We hebben een nieuwe vijand en hij heet Recep Tayyip Erdoğan. Sinds de mislukte couppoging in Turkije staat het land in het middelpunt van de belangstelling. Aanleunend tegen een lange traditie van Europese fabels over orientaalse despoten noemt bijvoorbeeld Afshin Ellian Erdoğan een 'sultan'. De grote steun die Erdoğan onder Turken heeft wordt afgeschilderd als een vorm van collectieve verstandsverbijstering. Was het maar zo eenvoudig.
Erdoğan heeft de mislukte coup aangegrepen om zijn eigen machtspositie verder te versterken. Niet alleen zijn voormalige bondgenoten in de Gülen-beweging worden aangepakt, ook Erdoğan's oude tegenstanders, links en de Koerdische beweging, liggen hernieuwd onder vuur. Op grote schaal worden gekozen volksvertegenwoordigers afgezet, vooral van de linkse, pro-Koerdische HDP. Onder druk van bovenaf worden kritische academici ontslagen. De geringste aanleiding kan genoeg zijn om opgepakt te worden. De excuses zijn welhaast kolderiek. Een marxistische academicus wordt opgepakt op verdenking lid te zijn van de religieuze Gülen-beweging omdat hij een boek over Fethullah Gülen in zijn kantoor heeft, een activiste wordt opgepakt onder verdenking van terrorisme wegens het linkse, legale tijdschrift in haar handtas.

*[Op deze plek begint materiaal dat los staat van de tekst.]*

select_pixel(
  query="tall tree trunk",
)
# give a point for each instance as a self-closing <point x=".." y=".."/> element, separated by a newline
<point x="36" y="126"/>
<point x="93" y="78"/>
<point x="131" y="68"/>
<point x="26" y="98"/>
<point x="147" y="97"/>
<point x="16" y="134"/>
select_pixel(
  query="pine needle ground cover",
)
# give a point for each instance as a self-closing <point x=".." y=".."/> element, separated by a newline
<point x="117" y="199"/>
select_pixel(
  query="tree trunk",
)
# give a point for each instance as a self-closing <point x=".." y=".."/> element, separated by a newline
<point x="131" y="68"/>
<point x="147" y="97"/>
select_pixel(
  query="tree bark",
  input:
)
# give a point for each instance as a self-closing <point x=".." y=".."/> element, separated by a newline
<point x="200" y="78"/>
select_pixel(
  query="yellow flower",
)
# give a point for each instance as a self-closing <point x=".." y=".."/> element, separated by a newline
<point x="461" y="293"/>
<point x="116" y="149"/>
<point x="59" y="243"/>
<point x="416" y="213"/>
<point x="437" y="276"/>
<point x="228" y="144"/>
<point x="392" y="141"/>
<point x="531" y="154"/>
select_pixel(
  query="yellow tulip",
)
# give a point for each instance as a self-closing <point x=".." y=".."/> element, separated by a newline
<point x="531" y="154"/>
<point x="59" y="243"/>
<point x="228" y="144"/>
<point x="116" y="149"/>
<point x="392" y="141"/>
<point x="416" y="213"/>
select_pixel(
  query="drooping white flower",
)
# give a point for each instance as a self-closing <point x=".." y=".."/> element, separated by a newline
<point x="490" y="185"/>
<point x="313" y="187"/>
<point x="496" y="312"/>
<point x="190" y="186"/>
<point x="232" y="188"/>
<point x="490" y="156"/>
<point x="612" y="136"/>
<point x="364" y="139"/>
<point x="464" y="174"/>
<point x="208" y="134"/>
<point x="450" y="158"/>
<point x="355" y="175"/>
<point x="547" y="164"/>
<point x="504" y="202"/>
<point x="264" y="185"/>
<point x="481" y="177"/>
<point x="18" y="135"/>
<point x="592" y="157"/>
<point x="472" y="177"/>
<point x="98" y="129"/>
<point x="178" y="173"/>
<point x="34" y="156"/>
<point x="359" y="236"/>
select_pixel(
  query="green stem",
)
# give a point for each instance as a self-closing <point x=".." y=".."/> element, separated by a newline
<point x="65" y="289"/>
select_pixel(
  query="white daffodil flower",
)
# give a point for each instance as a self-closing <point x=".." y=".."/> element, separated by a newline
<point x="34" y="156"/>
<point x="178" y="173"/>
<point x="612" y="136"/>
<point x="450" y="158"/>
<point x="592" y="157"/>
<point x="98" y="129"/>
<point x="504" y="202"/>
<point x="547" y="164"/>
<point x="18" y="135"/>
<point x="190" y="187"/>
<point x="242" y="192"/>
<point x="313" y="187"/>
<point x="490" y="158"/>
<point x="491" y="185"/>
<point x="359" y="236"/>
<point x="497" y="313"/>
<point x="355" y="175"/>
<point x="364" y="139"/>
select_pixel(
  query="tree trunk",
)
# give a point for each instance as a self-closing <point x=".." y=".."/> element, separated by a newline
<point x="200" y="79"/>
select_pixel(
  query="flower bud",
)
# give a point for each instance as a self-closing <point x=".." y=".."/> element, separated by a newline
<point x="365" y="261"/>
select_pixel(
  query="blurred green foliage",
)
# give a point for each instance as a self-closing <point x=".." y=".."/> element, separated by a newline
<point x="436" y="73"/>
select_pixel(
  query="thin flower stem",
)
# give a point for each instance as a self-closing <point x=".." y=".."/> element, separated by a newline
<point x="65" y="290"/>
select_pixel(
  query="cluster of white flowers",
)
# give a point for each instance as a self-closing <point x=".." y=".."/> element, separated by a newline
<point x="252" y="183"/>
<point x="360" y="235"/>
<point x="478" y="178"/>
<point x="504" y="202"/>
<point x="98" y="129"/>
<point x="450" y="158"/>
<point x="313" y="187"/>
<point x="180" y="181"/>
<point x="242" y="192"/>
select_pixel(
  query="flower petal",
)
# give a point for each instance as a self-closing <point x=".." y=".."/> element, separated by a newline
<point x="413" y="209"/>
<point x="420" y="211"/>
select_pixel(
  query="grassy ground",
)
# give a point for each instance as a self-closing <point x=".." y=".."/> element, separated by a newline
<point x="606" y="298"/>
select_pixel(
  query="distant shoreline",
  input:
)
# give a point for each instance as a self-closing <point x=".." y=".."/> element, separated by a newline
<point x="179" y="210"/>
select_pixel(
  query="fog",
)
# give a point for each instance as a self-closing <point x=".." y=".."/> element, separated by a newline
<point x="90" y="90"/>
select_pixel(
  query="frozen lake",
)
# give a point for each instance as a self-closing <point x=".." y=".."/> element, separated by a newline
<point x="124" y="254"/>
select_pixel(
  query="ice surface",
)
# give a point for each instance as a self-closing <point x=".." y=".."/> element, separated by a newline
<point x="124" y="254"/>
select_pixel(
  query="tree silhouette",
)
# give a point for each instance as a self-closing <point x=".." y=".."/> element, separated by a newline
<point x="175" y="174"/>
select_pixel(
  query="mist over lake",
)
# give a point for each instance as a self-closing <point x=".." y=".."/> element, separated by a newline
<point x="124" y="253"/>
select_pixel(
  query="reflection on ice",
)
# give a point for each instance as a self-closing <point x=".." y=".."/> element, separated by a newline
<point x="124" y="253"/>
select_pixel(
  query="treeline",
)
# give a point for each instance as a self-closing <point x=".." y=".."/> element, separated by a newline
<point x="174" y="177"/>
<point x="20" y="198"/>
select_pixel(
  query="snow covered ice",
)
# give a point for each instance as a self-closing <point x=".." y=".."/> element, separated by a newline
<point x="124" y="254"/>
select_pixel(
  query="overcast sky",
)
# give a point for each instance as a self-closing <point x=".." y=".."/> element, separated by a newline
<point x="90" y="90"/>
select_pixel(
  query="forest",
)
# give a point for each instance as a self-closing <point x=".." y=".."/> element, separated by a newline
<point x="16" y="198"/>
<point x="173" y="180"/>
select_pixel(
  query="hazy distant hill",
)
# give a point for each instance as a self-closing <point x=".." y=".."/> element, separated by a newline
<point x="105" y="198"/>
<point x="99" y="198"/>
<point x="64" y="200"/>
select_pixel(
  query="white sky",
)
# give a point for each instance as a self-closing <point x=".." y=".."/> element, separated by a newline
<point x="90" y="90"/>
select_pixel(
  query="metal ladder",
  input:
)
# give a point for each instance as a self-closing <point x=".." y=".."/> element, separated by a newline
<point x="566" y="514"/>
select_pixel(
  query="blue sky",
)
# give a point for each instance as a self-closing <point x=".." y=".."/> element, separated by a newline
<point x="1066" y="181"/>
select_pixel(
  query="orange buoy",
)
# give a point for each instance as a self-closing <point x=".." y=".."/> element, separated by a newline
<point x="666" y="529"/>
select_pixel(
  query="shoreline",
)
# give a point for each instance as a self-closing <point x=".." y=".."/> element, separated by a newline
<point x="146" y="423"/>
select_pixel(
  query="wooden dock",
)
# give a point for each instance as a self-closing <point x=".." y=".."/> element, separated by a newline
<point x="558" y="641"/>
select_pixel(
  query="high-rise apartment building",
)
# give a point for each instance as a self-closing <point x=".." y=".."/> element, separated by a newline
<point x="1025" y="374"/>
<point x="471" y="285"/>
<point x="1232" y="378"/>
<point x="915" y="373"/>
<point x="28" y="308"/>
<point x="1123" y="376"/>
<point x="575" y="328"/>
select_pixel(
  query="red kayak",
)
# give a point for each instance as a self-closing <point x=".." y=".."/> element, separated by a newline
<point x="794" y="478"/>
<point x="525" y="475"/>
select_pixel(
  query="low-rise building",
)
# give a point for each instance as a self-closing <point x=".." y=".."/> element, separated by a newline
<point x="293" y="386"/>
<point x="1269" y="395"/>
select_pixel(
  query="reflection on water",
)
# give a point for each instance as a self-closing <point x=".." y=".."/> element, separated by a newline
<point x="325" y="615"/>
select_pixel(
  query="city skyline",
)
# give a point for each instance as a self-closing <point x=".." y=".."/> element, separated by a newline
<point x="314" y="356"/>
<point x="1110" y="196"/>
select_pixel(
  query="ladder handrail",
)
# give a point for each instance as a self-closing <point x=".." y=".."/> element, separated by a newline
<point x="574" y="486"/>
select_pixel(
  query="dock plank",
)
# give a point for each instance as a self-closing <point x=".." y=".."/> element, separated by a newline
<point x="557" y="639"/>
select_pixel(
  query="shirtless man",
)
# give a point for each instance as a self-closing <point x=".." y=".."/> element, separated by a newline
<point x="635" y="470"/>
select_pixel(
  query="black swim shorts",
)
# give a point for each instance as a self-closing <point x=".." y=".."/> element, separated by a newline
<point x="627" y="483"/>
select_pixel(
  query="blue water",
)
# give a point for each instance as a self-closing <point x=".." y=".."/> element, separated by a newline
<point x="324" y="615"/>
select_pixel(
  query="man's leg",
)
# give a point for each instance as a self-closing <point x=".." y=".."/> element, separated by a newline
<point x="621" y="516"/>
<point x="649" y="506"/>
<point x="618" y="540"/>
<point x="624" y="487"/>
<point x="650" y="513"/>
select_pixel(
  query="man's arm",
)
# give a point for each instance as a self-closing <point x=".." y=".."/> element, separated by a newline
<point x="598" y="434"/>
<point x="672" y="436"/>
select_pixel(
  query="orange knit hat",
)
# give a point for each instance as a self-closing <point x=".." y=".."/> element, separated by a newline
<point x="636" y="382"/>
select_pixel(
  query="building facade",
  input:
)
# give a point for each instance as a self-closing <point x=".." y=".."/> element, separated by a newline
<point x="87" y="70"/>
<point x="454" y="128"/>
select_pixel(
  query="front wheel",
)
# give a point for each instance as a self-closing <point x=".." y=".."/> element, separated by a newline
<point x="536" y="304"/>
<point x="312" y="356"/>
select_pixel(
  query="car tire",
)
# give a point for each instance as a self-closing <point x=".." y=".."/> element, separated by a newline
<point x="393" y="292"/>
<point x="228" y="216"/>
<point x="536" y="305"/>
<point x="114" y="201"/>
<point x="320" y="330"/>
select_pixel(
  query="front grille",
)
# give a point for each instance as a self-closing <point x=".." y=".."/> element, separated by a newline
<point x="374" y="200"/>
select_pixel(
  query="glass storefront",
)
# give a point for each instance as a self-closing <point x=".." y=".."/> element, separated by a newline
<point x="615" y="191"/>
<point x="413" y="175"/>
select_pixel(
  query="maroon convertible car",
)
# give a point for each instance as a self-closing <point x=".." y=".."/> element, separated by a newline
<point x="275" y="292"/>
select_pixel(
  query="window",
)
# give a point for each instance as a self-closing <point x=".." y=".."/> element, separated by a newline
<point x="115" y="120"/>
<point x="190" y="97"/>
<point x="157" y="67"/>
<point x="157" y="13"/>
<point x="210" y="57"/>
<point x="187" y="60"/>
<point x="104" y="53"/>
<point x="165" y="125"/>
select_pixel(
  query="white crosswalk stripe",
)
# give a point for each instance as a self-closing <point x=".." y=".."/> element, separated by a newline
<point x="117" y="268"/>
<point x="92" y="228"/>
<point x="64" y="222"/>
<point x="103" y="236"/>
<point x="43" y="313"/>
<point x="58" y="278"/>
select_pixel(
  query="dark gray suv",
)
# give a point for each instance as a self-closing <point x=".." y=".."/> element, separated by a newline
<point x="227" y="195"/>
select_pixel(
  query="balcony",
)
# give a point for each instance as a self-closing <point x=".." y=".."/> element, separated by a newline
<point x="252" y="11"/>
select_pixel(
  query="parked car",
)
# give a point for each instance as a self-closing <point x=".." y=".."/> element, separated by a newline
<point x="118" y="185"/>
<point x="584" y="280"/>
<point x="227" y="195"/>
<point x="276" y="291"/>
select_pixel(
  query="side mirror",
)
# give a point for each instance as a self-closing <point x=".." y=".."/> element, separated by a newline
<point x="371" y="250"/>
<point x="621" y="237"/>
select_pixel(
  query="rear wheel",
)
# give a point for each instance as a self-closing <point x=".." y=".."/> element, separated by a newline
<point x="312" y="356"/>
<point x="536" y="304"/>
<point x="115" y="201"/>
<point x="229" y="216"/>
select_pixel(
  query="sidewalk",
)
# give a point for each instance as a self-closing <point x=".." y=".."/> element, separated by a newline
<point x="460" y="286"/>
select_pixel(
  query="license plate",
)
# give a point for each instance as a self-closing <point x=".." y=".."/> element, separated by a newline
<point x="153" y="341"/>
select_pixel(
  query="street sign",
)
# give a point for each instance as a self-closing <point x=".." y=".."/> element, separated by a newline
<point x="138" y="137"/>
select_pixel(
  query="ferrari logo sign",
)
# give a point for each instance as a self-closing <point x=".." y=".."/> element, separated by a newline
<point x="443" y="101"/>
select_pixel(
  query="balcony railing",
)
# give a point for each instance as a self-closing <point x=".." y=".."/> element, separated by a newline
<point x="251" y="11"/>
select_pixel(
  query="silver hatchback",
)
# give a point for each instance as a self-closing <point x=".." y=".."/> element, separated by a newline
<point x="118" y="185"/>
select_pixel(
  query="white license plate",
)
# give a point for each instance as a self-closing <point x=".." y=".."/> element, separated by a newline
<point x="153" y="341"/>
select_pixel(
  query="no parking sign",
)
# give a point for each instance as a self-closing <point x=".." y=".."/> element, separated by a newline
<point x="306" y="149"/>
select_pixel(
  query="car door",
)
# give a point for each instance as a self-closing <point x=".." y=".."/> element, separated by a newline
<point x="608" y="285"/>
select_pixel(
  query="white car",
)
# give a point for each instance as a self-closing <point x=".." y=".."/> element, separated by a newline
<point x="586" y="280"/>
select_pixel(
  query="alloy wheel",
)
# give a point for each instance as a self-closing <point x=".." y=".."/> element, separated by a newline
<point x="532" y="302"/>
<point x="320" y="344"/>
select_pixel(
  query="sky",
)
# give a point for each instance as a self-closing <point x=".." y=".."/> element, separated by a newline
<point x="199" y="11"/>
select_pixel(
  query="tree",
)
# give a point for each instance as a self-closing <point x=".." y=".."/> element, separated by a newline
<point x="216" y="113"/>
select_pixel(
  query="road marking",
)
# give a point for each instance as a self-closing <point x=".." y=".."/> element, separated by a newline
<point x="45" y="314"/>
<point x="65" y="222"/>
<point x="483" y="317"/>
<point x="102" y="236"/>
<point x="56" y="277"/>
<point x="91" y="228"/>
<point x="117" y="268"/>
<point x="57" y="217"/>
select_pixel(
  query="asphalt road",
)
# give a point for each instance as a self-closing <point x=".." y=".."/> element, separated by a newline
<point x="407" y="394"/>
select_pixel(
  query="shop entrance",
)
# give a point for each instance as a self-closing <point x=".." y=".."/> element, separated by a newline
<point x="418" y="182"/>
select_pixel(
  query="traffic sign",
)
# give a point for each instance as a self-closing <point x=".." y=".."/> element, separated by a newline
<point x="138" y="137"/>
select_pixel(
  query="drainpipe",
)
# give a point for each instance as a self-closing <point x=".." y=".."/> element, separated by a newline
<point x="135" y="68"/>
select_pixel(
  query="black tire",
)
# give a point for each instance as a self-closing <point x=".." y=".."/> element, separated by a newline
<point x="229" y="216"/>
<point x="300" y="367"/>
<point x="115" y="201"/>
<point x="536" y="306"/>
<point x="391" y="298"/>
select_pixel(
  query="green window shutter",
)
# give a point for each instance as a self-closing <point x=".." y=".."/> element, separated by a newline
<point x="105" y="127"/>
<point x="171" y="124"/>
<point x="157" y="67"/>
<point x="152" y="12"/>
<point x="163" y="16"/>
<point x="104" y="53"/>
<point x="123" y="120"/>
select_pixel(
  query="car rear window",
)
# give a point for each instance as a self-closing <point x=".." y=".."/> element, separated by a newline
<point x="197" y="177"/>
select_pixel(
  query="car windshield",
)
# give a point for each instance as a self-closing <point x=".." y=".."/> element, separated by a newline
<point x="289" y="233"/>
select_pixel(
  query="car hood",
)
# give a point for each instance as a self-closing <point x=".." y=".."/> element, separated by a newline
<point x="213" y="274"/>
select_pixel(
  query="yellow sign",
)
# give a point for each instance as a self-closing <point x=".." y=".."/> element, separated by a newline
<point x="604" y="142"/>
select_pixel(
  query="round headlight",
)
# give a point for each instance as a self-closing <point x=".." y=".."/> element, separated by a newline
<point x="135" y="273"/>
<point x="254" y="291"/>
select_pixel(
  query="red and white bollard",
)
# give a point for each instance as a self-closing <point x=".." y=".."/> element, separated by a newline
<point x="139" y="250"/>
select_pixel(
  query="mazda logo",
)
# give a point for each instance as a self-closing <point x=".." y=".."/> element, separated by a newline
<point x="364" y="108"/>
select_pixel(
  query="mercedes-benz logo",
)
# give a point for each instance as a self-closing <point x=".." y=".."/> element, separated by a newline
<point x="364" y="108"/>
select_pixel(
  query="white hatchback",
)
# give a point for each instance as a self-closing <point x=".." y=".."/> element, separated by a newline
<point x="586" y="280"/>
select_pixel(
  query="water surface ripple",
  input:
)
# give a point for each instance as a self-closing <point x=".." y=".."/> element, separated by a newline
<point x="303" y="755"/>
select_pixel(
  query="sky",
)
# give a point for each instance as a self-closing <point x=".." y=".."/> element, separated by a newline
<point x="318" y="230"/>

De Turkse socialist Foti Benlisoy spreekt van een 'zelf-coup'; een coup waarin een op democratische wijze aan de macht gekomen leider het parlament aan banden legt en zichzelf ondemocratische bevoegdheden toekent. Hij wijst op de tegenstrijdige positie van Erdoğan; de volksoploop tegen de couppoging heeft hem nog populairder gemaakt dan hij al was, maar tegelijkertijd heeft hij serieuze problemen. De zuiveringen verzwakken het staatsapparaat en internationaal voelt Erdoğan zich zo geisoleerd dat hij gedwongen is de banden met vroegere vijanden als Israel en Rusland te herstellen.
Dat Erdoğan toch kan rekenen op steun onder de bevolking heeft veel te maken met de manier waarop zijn AKP-partij culturele scheidslijnen in de Turkse samenleving tot politieke tegenstellingen heeft weten te maken. Vooral belangrijk is de tegenstelling tussen een meer welvarende, seculiere en op het westen-georienteerde, 'liberale' bovenlaag versus een meer volkse en conservatieve groep.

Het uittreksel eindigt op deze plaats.